Taken together, it revealed that the measures will have an estimated impact on the financial performance for 2020 of approximately $0.65 per share, and if it cancels all of its remaining sailings in Asia through the end of April, it would impact 2020 financial performance by an additional $0.55 per share.

Celebrity Cruises, which is owned by Royal Caribbean, has cancelled Celebrity Millennium’s departure from Hong Kong and changed Celebrity Constellation’s current itinerary and the next sailing on 16 February.

Norwegian Cruise Line Holdings has also felt the impact of the coronavirus on its end of year financial results.

As a result of the virus, it has so far cancelled a total of 40 voyages, modified or redeployed and as a result will not have any vessels deployed in Asia through the end of the third quarter of 2020.

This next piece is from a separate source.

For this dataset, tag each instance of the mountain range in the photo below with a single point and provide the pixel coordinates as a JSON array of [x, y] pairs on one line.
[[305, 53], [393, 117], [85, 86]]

Norwegian Cruise Line Holdings president and chief executive Frank Del Rio said: “As a result of the strong global demand for cruises witnessed throughout 2019, we entered 2020 in the best booked position and at prices higher than last year’s record levels. This trend continued through late January until the COVID-19 outbreak began having an adverse impact on our business.

“We have taken several proactive measures to protect the health and safety of our guests and crew throughout our fleet, including implementing strict protocols regarding passenger embarkation, and in an abundance of caution have cancelled or modified several voyages in the Asia region through the third quarter of this year. 

“While the effect of these impacts cannot be fully quantified at this time, our Company has an exemplary track record of demonstrating its resilience in challenging environments and we remain confident in our ability to deliver strong financial performance over the long-term.”